Abstimmung könnte May stärken

Doch es ist nicht gesagt, dass May eine solche Abstimmung auf jeden Fall verlieren würde. Bliebe sie nach überstandenem Misstrauensvotum im Amt, wäre ihre Stellung sogar gefestigt, denn die Wiederholung einer solchen Aktion ist frühestens nach einem Jahr möglich.

Kommentar: Brexit – Theresa May muss jetzt volles Risiko gehen

Doch auch in diesem Fall ist völlig unklar, wie May den Austrittsvertrag anschließend durchs Parlament bekommen will. Dort fehlen ihr nicht nur Stimmen aus ihrer Tory-Partei, sondern voraussichtlich auch der Rückhalt der nordirischen DUP, auf die Mays Regierung angewiesen ist.

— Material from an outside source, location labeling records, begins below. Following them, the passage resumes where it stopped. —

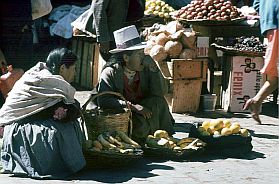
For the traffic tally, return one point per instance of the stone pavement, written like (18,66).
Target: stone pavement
(257,167)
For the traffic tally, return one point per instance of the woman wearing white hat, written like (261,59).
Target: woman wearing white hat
(136,76)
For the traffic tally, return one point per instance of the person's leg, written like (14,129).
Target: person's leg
(254,104)
(270,69)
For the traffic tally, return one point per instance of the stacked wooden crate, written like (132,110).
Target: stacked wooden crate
(186,77)
(87,65)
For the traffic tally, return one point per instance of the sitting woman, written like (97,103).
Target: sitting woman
(42,136)
(136,76)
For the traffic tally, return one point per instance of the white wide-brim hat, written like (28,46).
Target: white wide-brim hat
(127,38)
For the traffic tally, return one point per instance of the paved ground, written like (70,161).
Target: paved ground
(257,167)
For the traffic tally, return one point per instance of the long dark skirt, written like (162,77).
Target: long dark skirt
(42,148)
(161,119)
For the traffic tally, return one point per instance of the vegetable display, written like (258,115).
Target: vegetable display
(222,128)
(161,139)
(117,142)
(219,10)
(170,41)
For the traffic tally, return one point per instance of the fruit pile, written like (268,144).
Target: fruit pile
(161,139)
(222,128)
(209,10)
(252,44)
(170,41)
(158,8)
(117,142)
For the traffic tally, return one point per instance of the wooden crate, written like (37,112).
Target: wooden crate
(87,64)
(185,95)
(188,69)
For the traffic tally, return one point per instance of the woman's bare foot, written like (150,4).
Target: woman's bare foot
(254,107)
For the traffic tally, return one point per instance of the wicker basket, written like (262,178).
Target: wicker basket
(98,120)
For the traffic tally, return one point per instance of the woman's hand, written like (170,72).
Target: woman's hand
(60,113)
(145,112)
(104,47)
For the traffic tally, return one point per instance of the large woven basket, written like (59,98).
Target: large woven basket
(107,120)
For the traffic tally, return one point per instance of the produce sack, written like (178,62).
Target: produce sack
(229,145)
(40,8)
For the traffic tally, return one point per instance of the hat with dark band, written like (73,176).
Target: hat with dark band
(127,38)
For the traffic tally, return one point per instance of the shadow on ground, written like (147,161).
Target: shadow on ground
(270,109)
(266,136)
(140,169)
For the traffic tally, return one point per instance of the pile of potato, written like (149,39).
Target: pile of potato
(158,8)
(117,142)
(170,41)
(222,128)
(161,139)
(209,9)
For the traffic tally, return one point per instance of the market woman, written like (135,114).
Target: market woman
(269,22)
(42,136)
(138,79)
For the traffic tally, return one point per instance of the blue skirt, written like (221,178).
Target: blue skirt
(40,148)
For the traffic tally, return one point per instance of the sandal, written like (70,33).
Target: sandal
(254,108)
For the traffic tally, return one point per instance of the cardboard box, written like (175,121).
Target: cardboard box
(87,64)
(185,96)
(187,68)
(202,46)
(241,81)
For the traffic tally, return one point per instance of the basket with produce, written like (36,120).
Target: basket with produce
(223,136)
(111,149)
(161,145)
(209,12)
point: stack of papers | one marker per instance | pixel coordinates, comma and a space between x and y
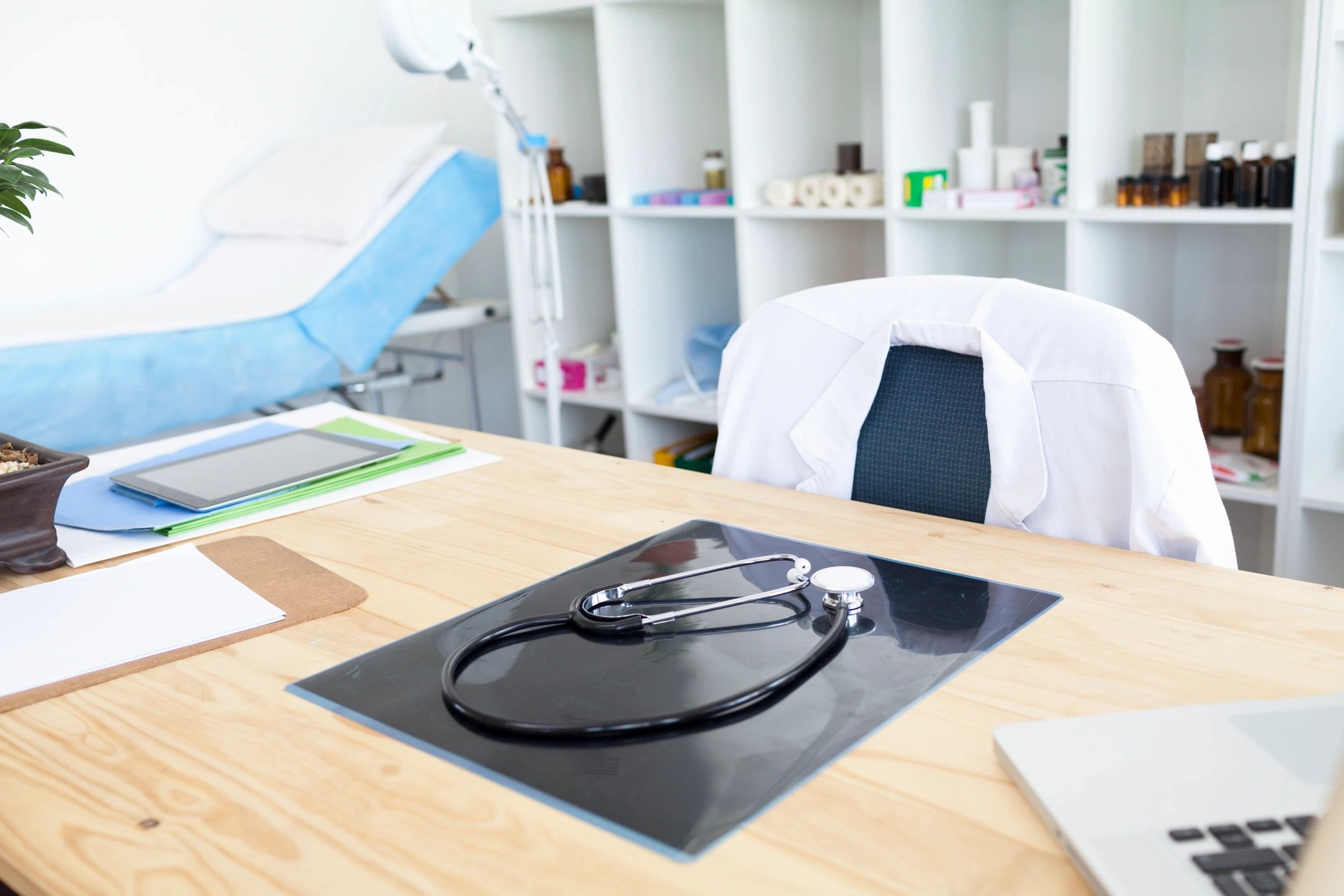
97, 504
86, 622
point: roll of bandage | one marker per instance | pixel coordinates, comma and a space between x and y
835, 192
976, 168
782, 194
810, 191
983, 124
864, 190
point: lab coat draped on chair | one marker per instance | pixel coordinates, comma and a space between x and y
1093, 430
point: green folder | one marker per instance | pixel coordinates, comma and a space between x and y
404, 460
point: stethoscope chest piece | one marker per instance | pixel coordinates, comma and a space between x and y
844, 586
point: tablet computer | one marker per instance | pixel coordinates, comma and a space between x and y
233, 475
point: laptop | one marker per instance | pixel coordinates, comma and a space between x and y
1225, 800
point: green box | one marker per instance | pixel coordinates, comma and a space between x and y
917, 182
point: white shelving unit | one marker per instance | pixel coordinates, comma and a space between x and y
640, 89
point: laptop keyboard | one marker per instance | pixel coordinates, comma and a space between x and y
1253, 859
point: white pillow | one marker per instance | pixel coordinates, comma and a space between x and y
324, 187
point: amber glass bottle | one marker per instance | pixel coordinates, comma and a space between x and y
558, 172
1226, 385
1265, 409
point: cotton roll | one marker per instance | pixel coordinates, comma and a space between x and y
983, 124
782, 194
835, 194
976, 168
1009, 162
810, 191
863, 191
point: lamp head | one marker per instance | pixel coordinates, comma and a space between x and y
429, 37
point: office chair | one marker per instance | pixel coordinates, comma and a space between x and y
925, 445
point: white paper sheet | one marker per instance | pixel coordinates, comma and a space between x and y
85, 547
85, 622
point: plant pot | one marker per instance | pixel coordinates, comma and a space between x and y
29, 508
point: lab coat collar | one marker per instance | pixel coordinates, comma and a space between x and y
827, 436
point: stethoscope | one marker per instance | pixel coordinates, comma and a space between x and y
843, 587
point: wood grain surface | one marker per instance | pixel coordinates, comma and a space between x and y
205, 777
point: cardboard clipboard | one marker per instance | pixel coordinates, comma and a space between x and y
293, 584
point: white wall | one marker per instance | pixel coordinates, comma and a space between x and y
164, 103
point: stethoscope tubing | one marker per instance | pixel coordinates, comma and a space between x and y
716, 711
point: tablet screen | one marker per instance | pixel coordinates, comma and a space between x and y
231, 475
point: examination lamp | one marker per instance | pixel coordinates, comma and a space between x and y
436, 37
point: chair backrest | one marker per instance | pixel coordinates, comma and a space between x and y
925, 444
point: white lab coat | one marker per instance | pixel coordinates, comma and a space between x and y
1093, 433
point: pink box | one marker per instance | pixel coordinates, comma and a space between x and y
573, 375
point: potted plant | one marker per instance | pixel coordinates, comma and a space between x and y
21, 183
31, 476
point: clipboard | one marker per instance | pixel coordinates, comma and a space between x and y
303, 589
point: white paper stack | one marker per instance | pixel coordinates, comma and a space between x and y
91, 621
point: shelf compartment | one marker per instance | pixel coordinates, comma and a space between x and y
784, 256
804, 75
1245, 493
1037, 214
612, 399
698, 411
799, 213
647, 433
1187, 215
1325, 495
675, 212
566, 109
586, 273
1155, 66
945, 54
578, 424
1030, 251
570, 210
1191, 282
666, 81
671, 276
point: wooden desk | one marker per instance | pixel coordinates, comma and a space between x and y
258, 791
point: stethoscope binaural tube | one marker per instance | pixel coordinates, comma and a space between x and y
582, 618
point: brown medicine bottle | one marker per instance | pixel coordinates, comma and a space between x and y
559, 175
1265, 409
1226, 385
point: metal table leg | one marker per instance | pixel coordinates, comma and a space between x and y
474, 399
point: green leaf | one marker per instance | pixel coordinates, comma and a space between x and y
45, 146
15, 217
34, 125
37, 174
12, 202
27, 152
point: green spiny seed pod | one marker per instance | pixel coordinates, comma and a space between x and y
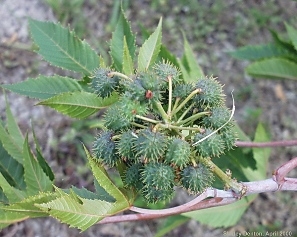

EU will auf keinen Fall nachverhandeln

Die Forderung ihrer Kritiker nach Nachverhandlungen des Brexit-Deals lehnt May vehement ab. Dafür gäbe es auch auf EU-Seite keinerlei Bereitschaft. Die zuständigen Minister der EU-Mitgliedstaaten bekräftigten bei Beratungen am Montag, dass Nachbesserungen an dem 500-Seiten-Dokument nicht infrage kommen: Der Vertrag soll bei einem EU-Sondergipfel am Sonntag ohne Änderungen abgesegnet werden.

Außenminister Heiko Maas (SPD) sagte: „Es handelt sich um einen echten Kompromiss, bei dem beide Seiten etwas gegeben haben.“ Niemand könne den Bürgern erklären, dass man eine solche Chance ungenutzt verstreichen lasse. Die Folgen eines ungeregelten Brexits seien unkalkulierbar, warnte Maas.

EU-Chefunterhändler Michel Barnier sprach von einem „fairen und ausgewogenen Deal“. Die Europa-Minister hatten den Vertragsentwurf auch formell abgesegnet.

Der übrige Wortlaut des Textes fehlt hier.